First let’s take a look at the WAN, MAN and APN. The global network architecture is made up of three main components: WAN, MAN and APN (see diagram below).
For MAN and APN networks 100G, 40G, 25G, 10G, 2.5G, 100M and mobile fronthaul networks there are corresponding optical modules for MAN and APN networks. CFP/CFP2/CFP4 and QSFP28 optical modules are suitable for 100G, QSFP+ optical modules for 40G networks and 25G SFP28 optical modules are preferred for 25G networks. 100M, 2.5G, 10G optical modules and mobile fronthaul optical modules are available in various packages.
What is a Metropolitan Area Network (MAN) ?
MAN is located between WAN and APN, and is a computer communication network established within a city area, which is a broadband LAN. Due to the adoption of LAN technology with active switching elements, the transmission time delay in the network is small. Its transmission medium mainly adopts fibre optic cable, and the transmission rate is above 100 Mbit/s, and the coverage area is generally between 200-400 km.
Sometimes, people think of MAN as a small WAN, but the two are significantly different in some aspects. Firstly, the coverage area of a MAN is much smaller than that of a WAN; secondly, the network topology of a MAN changes frequently, while that of a WAN is more stable; finally, a MAN is the most complex application environment in a communications network and must support a wide variety of services and services, including traditional voice and private line services, data storage, video transmission and distributed services, while a WAN is a backbone network, mainly used to interconnect LANs or MANs in different areas. Overall, the MAN, as the connection point between the WAN and the access network, must not only meet the growing bandwidth needs of the WAN, but also support a wide range of high-speed access technologies.
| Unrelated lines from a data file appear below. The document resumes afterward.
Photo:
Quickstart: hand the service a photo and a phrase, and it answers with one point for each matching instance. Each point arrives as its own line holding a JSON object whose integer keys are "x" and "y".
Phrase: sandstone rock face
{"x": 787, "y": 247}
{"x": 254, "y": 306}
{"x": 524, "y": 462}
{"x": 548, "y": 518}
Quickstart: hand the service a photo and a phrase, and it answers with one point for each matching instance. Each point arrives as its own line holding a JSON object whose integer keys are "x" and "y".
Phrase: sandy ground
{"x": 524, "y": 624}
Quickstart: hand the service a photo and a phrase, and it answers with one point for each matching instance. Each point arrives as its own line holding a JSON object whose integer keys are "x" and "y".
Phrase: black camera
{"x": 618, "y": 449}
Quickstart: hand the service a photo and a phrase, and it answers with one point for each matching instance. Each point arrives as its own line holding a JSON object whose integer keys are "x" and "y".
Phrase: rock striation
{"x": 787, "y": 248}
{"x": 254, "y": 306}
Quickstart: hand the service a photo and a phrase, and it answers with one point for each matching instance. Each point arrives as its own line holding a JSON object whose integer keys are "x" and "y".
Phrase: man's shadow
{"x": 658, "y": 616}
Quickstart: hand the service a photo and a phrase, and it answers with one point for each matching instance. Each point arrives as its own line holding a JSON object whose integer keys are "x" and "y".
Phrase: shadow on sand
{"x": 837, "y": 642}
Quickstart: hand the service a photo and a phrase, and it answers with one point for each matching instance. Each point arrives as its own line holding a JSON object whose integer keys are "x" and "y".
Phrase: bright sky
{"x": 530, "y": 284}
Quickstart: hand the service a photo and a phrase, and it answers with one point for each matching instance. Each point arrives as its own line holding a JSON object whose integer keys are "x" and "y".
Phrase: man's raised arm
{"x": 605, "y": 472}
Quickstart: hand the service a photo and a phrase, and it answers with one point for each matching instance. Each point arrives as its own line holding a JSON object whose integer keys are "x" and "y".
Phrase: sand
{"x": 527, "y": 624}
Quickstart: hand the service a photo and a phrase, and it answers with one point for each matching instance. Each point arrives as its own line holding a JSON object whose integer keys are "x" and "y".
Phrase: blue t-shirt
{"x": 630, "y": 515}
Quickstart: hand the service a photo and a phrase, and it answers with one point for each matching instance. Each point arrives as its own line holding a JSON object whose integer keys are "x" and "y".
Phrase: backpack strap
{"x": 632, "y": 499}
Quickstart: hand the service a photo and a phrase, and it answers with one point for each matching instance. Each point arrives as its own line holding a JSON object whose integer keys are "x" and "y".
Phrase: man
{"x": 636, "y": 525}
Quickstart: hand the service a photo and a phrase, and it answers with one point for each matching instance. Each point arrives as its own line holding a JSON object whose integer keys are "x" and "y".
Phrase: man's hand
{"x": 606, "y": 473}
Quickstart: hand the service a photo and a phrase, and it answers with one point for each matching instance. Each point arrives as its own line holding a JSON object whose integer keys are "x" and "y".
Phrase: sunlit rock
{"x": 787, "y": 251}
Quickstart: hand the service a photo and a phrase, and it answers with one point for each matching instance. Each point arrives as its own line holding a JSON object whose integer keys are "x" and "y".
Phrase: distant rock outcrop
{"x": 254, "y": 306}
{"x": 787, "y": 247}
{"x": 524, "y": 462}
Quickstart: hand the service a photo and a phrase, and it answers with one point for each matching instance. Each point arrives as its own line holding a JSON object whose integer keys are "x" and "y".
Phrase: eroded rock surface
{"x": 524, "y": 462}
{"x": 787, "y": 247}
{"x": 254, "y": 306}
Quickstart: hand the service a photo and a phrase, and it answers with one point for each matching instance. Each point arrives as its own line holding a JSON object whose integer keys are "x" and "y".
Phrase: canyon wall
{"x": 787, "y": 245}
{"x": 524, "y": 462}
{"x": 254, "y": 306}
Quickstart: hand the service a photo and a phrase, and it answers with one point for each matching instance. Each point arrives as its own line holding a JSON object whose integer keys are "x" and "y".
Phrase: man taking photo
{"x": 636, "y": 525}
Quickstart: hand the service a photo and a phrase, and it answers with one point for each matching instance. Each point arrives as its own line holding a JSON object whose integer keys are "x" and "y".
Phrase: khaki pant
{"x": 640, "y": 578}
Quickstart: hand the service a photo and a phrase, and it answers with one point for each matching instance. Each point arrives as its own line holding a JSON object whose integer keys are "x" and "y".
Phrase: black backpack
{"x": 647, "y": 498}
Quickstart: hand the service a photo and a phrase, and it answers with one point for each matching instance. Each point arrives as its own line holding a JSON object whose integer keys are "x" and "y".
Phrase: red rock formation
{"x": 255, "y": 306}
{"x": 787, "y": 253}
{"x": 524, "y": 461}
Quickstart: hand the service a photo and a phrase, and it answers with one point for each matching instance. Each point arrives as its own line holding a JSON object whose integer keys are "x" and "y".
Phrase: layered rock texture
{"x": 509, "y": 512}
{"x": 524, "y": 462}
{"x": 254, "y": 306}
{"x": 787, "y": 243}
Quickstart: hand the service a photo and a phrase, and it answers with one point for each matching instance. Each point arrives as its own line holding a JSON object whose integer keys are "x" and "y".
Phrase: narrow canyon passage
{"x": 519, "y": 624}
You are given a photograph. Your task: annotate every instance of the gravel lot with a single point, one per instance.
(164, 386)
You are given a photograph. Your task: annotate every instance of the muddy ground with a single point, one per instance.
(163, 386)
What is an Access Network (APN) ?
The so-called APN refers to all the equipment between the backbone network and the user terminals. Its length is usually a few hundred metres to a few kilometres, which is why it is imaginatively called the “last mile”. The access network is the bottleneck of the entire network system, as the backbone is generally structured with fibre optics for fast transmission speeds. The access methods of the access network include copper (ordinary telephone line) access, fiber optic access, fiber optic coaxial cable (cable TV cable) hybrid access, wireless access and Ethernet access and several other methods.
DWDM (Dense WaveLength Division Multiplexing) technology has an important role to play in metro and access networks, as it can make full use of the huge bandwidth resources of optical fibers, significantly increase the system transmission capacity and reduce transmission costs, so it is widely used in long-distance and backbone networks for ultra-high-capacity transmission. If DWDM technology is introduced into metro and access networks, the whole network will become a seamlessly connected whole, providing support and connectivity for all the different services. Therefore, DWDM systems in metro networks have great superiority and development potential, and will become an inevitable part of the evolution of the whole communication network to an all-optical network.